The goal of this tutorial is to avoid one common mistake related to the use of factors. When trying to transform a factor containing numbers to numerical value we obtain as a result the position of the levels instead of the content of the variable. We will see how to find this problem and check that everything went fine.


2 Data preparation


# In this exercise we will use a character vector containing numbers
# We will use the iris dataset to perform this exercise
data("iris")
str(iris)
## 'data.frame':    150 obs. of  5 variables:
##  $ Sepal.Length: num  5.1 4.9 4.7 4.6 5 5.4 4.6 5 4.4 4.9 ...
##  $ Sepal.Width : num  3.5 3 3.2 3.1 3.6 3.9 3.4 3.4 2.9 3.1 ...
##  $ Petal.Length: num  1.4 1.4 1.3 1.5 1.4 1.7 1.4 1.5 1.4 1.5 ...
##  $ Petal.Width : num  0.2 0.2 0.2 0.2 0.2 0.4 0.3 0.2 0.2 0.1 ...
##  $ Species     : Factor w/ 3 levels "setosa","versicolor",..: 1 1 1 1 1 1 1 1 1 1 ...

3 Turning a character vector into numerical


# We create a character vector using the Sepal Lenght variable
char_vector <- as.character(iris$Sepal.Length)
str(char_vector)
##  chr [1:150] "5.1" "4.9" "4.7" "4.6" "5" "5.4" "4.6" ...
# We create a numerical vector from the character vector
num_vector <- as.numeric(char_vector)
str(num_vector)
##  num [1:150] 5.1 4.9 4.7 4.6 5 5.4 4.6 5 4.4 4.9 ...
# We plot the difference that should be zero if the value is correctly saved
plot(num_vector - iris$Sepal.Length)

# A plot consisting of zeroes confirms that the transformation was correclty made

4 Turning a factor into a numerical vector


# We create a factor type variable 
my_factor <- factor(iris$Sepal.Length)
str(my_factor)
##  Factor w/ 35 levels "4.3","4.4","4.5",..: 9 7 5 4 8 12 4 8 2 7 ...
# Now we save in a new variable the numerical values inside the factor
num_vector <- as.numeric(my_factor)
str(num_vector)
##  num [1:150] 9 7 5 4 8 12 4 8 2 7 ...
# We plot the difference that should be zero if the value is correctly saved
plot(num_vector - iris$Sepal.Length)

# In this case we saved in the num_vector the position of the level in the levels vector of the factor
# The plot of the difference is now a proof that something went wrong
# This problem is called the factor variable trap (FVT)

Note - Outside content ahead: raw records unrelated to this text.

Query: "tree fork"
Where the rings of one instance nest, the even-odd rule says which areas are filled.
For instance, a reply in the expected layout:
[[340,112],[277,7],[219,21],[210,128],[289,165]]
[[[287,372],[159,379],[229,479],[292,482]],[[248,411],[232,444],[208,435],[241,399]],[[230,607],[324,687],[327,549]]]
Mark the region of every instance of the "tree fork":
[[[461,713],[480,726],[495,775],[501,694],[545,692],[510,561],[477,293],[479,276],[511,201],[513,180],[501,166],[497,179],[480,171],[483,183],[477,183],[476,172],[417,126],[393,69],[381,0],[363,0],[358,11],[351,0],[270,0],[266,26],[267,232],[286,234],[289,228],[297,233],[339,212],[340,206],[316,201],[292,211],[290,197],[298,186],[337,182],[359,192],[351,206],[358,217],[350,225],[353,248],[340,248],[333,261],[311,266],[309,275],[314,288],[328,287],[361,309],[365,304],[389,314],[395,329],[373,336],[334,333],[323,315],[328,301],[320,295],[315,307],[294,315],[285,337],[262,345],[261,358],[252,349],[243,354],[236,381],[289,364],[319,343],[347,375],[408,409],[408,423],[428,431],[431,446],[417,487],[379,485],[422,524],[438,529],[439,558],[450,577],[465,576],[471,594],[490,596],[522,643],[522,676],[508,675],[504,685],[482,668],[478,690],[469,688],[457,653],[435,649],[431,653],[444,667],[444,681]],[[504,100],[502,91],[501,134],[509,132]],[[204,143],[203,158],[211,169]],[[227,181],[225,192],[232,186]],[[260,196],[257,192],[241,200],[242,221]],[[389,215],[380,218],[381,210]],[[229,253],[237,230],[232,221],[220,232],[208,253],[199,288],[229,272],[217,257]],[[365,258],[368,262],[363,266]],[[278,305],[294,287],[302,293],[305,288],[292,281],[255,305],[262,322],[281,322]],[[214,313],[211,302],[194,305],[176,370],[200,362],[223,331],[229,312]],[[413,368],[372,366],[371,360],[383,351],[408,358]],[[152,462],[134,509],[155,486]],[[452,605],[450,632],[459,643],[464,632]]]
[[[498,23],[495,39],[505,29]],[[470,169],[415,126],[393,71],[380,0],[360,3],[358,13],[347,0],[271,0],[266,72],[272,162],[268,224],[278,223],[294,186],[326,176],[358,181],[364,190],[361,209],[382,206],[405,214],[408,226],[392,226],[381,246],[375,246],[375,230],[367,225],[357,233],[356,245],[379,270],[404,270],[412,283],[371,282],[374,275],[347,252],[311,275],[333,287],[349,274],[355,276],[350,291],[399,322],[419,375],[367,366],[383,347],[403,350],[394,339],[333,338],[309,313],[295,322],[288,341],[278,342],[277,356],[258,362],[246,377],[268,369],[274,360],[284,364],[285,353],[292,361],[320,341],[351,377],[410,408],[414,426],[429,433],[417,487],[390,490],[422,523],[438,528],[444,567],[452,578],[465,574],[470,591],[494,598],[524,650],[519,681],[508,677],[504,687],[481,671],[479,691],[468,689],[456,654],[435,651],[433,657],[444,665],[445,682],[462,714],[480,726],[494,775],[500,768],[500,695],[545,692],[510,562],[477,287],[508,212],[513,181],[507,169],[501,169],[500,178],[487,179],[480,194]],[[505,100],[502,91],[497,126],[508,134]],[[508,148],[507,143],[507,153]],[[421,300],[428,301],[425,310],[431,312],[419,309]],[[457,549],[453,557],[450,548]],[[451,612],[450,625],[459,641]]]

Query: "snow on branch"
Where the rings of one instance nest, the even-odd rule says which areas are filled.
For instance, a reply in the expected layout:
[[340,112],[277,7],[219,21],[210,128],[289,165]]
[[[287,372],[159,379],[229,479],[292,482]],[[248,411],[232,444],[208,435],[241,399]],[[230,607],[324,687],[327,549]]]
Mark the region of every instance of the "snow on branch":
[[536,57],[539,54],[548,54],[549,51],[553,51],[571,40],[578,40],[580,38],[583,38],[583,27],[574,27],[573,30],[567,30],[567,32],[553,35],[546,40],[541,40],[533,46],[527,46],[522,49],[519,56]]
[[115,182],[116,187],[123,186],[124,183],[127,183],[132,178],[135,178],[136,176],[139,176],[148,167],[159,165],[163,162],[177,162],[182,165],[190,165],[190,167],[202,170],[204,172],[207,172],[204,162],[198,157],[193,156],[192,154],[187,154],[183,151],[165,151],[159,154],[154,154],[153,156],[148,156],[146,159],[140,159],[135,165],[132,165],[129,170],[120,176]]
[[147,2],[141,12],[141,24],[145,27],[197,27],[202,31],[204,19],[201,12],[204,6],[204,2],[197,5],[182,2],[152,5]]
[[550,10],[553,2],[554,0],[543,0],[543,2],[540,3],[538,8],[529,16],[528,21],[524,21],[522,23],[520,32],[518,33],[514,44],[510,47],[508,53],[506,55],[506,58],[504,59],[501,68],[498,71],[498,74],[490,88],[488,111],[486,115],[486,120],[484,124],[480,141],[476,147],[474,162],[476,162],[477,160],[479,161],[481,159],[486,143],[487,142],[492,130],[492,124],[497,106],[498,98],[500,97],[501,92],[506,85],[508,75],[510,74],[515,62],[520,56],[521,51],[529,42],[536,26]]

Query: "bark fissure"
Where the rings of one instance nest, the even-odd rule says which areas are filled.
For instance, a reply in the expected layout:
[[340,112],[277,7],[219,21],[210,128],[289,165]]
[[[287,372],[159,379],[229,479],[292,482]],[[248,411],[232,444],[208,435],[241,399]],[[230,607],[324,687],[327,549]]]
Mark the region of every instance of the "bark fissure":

5 Solving the factor variable trap


# Again we use the factor of the Sepal Length variable
my_factor <- factor(iris$Sepal.Length)
str(my_factor)
##  Factor w/ 35 levels "4.3","4.4","4.5",..: 9 7 5 4 8 12 4 8 2 7 ...
# To avoid the factor variable trap we must transform first the factor into character
# At this point the levels dissapear and the only value left is the content of the variable
num_vector <- as.numeric(as.character(my_factor))
str(num_vector)
##  num [1:150] 5.1 4.9 4.7 4.6 5 5.4 4.6 5 4.4 4.9 ...
# We plot the difference that should be zero if the value is correctly saved
plot(num_vector - iris$Sepal.Length)

# Now the correct values are stored in our numerical vector

6 Conclusion


In this tutorial we have found a common mistake that is important to describe in order to be avoided when working with factors. When transforming a factor into numerical values the position of the level is stored instead of the number contained in that position. To solve the problem we must first change to character the variable in order to remove the levels and correctly store the numerical value.

TIP: Always check when working with factors that the transformation kept the original values. A simple plot like the one used in this tutorial can be quick and descriptive at the same time.